Noch im Februar hatte der Fahrradkonzern im Zuge einer grundlegenden operativen Restrukturierung eine Vereinbarung mit seinen Anteilseignern und Kreditgebern über zusätzliche Finanzierung und einen erheblichen Schuldenabbau getroffen. In diesem Zusammenhang ging das Eigentum an Accell auf die Kreditgeber über. Diese Eigentümerstruktur war nach Angaben des Unternehmens allerdings von vornherein nicht als langfristige Lösung vorgesehen.

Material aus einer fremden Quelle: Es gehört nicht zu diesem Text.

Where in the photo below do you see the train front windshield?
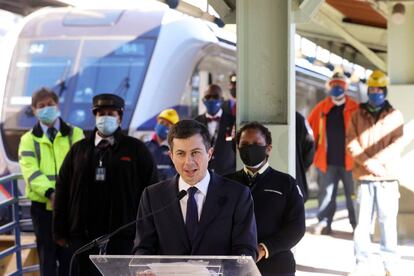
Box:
[1,37,155,161]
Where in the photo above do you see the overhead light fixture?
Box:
[391,3,405,25]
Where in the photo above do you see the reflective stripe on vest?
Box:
[28,171,42,185]
[28,171,56,185]
[20,151,36,157]
[33,141,40,163]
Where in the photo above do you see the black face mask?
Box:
[230,87,236,98]
[239,144,267,167]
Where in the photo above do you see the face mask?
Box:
[368,93,385,107]
[36,106,60,125]
[239,144,267,167]
[96,116,119,136]
[154,124,169,140]
[203,100,221,115]
[230,87,236,98]
[329,85,345,97]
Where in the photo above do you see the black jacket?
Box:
[134,172,257,259]
[296,112,315,201]
[226,167,305,273]
[195,112,236,175]
[53,129,158,245]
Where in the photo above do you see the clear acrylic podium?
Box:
[89,255,260,276]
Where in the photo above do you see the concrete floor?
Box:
[295,208,414,276]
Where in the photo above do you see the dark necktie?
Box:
[96,139,111,149]
[185,187,198,242]
[207,117,220,123]
[47,127,57,143]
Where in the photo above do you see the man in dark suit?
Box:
[195,84,236,175]
[227,122,305,276]
[134,120,257,259]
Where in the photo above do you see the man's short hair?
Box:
[204,84,223,97]
[168,120,211,151]
[32,87,59,107]
[236,122,272,146]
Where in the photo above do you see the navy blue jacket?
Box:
[195,111,236,175]
[226,167,305,273]
[133,172,257,259]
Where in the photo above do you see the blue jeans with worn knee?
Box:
[354,180,400,270]
[318,165,356,227]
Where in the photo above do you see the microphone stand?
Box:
[69,190,187,276]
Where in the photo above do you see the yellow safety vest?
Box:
[19,120,84,210]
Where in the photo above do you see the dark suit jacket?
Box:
[195,111,236,175]
[133,172,257,259]
[227,167,305,274]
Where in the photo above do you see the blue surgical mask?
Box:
[329,85,345,97]
[36,105,60,125]
[154,124,169,140]
[96,116,119,136]
[368,93,385,107]
[203,100,221,115]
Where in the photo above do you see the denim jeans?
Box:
[354,180,400,271]
[318,165,356,227]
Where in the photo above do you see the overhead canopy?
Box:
[208,0,388,70]
[0,0,67,15]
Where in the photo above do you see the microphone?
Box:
[69,190,187,276]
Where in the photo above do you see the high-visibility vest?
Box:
[19,121,84,210]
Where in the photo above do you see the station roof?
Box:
[0,0,67,15]
[208,0,388,70]
[0,0,388,70]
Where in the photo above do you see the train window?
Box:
[3,40,79,128]
[63,10,123,26]
[67,38,155,129]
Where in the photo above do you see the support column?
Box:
[236,0,295,176]
[388,2,414,239]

Seitdem habe Accell gemeinsam mit seinen Beratern sämtliche Möglichkeiten für die Zukunft der Gruppe geprüft. Dazu gehörten Gespräche mit mehreren Interessenten, die Prüfung verschiedener Angebote sowie der Versuch, die behördliche Genehmigung für eine mögliche Fusion zu erhalten. Trotz dieser Bemühungen sei es nicht gelungen, eine tragfähige Lösung für die Fortführung des Konzerns in seiner bisherigen Form zu finden.
Die Geschäftsführung hat deshalb entschieden, dass nun lokale Insolvenzverfahren für die betroffenen Gesellschaften eingeleitet werden müssen. Mit dem vorläufigen Zahlungsaufschub soll ein geordneter Prozess ermöglicht werden.
Accell-CEO Jonas Nilsson bezeichnete die Situation als besonders schwierig für Beschäftigte, Gläubiger, Kunden, Lieferanten und Partner. Der unmittelbare Fokus liege nun darauf, den Prozess geordnet zu begleiten und gemeinsam mit den vom Gericht bestellten Verwaltern nach Möglichkeit tragfähige Geschäftsbereiche und Arbeitsplätze zu erhalten.
Accell kündigte an, weitere Informationen zu veröffentlichen, sobald diese verfügbar sind.